Group life insurance
is the best way to cover all your staff under one master policy. To own a group life insurance, you need to be a part of the group. This plan can be differentiated as:
• No-Contributory Scheme
According to this group insurance type, the premium amount is funded by the employer wholly or by the nodal agency.
• Contributory Scheme
Under this scheme, the company and employees both pay premium towards a group life insurance.
Advantages of Group Life Insurance
This type of insurance covers large group of people at subsidized costs.
Eligible group of members who are otherwise uninsurable under individual over can be insured under this policy.
As compared to individual insurance policies, group insurance is considered as more reasonable.

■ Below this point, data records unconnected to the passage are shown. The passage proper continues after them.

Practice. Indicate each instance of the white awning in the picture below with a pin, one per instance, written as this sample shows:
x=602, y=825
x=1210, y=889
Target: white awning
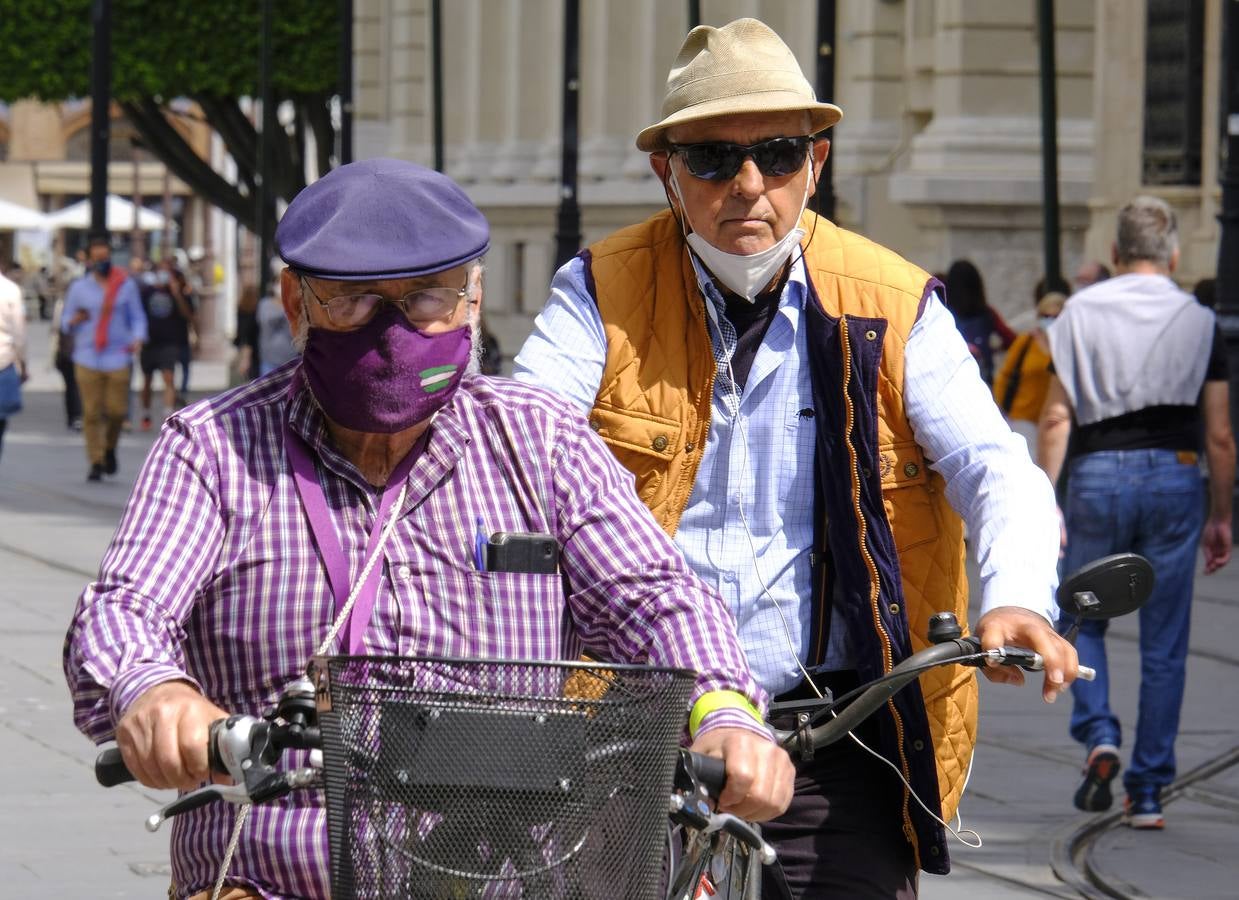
x=16, y=217
x=120, y=216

Group insurance offers a lump sum amount to a nominee in case of a policyholder’s death during the policy period. Group insurance premium is experienced rated and depends on the employee’s age.

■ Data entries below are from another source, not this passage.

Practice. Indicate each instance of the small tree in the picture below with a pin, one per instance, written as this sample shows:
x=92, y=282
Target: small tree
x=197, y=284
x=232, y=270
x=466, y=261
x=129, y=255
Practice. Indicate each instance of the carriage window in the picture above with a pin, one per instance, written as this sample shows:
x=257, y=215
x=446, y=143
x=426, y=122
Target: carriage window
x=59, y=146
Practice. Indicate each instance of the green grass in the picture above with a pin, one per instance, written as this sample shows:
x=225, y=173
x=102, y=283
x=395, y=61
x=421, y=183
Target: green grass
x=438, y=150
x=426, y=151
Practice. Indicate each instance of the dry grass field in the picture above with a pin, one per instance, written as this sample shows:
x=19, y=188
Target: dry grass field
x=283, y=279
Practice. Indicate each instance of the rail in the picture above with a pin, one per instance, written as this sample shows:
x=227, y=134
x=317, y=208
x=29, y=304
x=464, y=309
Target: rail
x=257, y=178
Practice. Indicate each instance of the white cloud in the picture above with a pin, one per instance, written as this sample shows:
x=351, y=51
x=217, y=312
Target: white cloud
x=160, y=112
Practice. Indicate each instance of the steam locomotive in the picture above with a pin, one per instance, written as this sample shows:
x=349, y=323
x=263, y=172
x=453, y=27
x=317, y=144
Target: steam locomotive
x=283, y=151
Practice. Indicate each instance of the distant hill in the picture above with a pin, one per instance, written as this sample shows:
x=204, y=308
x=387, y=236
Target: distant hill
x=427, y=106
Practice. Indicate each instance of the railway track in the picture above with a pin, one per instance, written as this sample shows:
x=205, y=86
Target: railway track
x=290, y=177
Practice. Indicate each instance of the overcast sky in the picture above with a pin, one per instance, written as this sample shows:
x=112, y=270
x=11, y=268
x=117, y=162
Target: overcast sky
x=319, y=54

Term insurance related products include Group term insurance and Credit Life insurance. On the other hand, Fund Management based products include Group Superannuation, Group annuities, group gratuity scheme and Group leave encashment.
Group Investment Linked Insurance Plan
It gives the dual benefit of protection and investment. This group insurance policy also known as group ULIP plans as it offer the benefit of market linked investments.
Group Gratuity Plan
This is a fund management based group insurance plan which pays a gratuity as benefit to employees when they stop working but only after completion of five years of employment.
Group Leave Encashment Plan
It helps the company to fund their leave encashment liability payable to your group insurance holders.
Group Critical Illness Rider
This add-on rider gives extra financial security in case of a critical illness.
Group Mortgage Redemption Assurance Plan
This policy insures the life of a member who has taken a loan.